Ce n’est pas encore tout à fait le Graal des astronomes qui a été mis au jour. Mais ceux-ci sont à bout touchant: une équipe internationale codirigée par Michel Mayor et ses collègues de l’Observatoire de l’Université de Genève, ont annoncé le 21 avril lors d’une conférence en Angleterre avoir découvert, autour de l’étoile Gliese581 située à 20,5 années-lumière de la Terre, une planète à peine deux fois plus massive que la Terre. Soit la plus légère jamais détectée! Ce qui porte à 346 le nombre d’exoplanètes recensées à ce jour.

Cette dernière, baptisée Gliese581- «e», fait le tour de son «soleil» en 3,15 jours seulement; elle est très probablement rocheuse. Mais, si proche de son étoile, elle ne se trouve pas dans la zone dite habitable (où l’eau peut exister à l’état liquide), rendant impossible tout développement de la vie telle qu’on la connaît.

Toutefois, lors de la même conférence, ces astronomes ont aussi annoncé, après avoir refait leurs calculs d’orbites, qu’une autre exoplanète voisine, Gliese581- «d», se trouvait bel et bien, elle, dans cette zone habitable; cette super-Terre, découverte en avril 2007, est lourde comme sept fois la Terre. «Mais il n’y a pas assez de matériel rocheux dans ce système pour que celle-ci en soit essentiellement constituée, précise Stéphane Udry, professeur à l’Observatoire de Genève. Comme cette planète est probablement née au-delà de ce qu’on appelle la «limite des glaces», on devrait y trouver de l’eau sous forme solide. Et puisqu’elle a migré vers son étoile, s’est créée une atmosphère, donc un effet de serre, à sa surface. Ainsi, celle-ci pourrait être recouverte d’eau. Ce qui fait de cet astre un excellent candidat au titre de planète-océan.»

Avec ces nouvelles découvertes, l’image se précise nettement concernant ce système planétaire: Gliese581, une naine rouge trois fois moins lumineuse que notre Soleil, brillant dans la constellation de la Balance et qui représente le 80% des étoiles les plus proches de la Terre dans notre Galaxie; et tournant autour: quatre exoplanètes, nommées «b», «c», «d» et «e», qui pèsent respectivement 16, 5, 7 et 1,9 masse terrestre, la dernière étant la plus proche de l’étoile.

Sœur de la Terre en 2014

Toutes ont été découvertes à l’aide de la méthode des vitesses radiales. Celle-ci permet de mesurer, dans la lumière qu’émet l’étoile, ses légers déplacements générés sous l’effet de la force d’attraction par des astres gravitant autour d’elle. Et donc de trahir leur présence. L’instrument – de construction genevoise – qui permet ces prouesses est le spectrographe HARPS, sorte d’analyseur de lumière stellaire installé sur un télé­scope de l’Observatoire européen austral (ESO), à La Silla, au Chili. «C’est le meilleur outil de ce type au monde, se réjouit Michel Mayor. Grâce à sa précision, et parce que l’on sait de mieux en mieux en tirer profit, on parvient à découvrir des exoplanètes de plus en plus petites. Et d’ici à un, voire deux ans, je pense que l’on va trouver une exoplanète de la masse de la Terre.»

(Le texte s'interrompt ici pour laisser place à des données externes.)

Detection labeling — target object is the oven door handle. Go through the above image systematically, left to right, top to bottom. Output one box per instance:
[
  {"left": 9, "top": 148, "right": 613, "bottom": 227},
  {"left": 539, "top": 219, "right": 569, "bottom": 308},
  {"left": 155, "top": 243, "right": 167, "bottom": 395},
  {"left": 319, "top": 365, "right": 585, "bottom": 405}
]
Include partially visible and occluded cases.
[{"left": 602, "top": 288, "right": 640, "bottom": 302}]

Traqué avec HARPS, un tel astre ne pourrait être trouvé que très proche de son étoile, donc à nouveau hors de la zone habitable. Mais les astronomes planchent déjà sur un instrument beaucoup plus affuté: «Ce spectrographe, baptisé Espresso, et développé par un consortium piloté depuis l’Observatoire de Genève, sera installé sur le Very Large Telescope (VLT), au Chili, explique Stéphane Udry. La décision formelle de lancer ce projet sera prise au début de 2010. Mais je n’ai aucun doute qu’elle le soit, tant la chasse aux exoplanètes est un thème central. Les premières mesures pourraient être acquises dès 2014.» De quoi permettre de débusquer cette fois, très probablement, la petite sœur de la Terre dans cette fameuse zone habitable. Et de rendre plus brûlante encore la question d’une possible vie extraterrestre.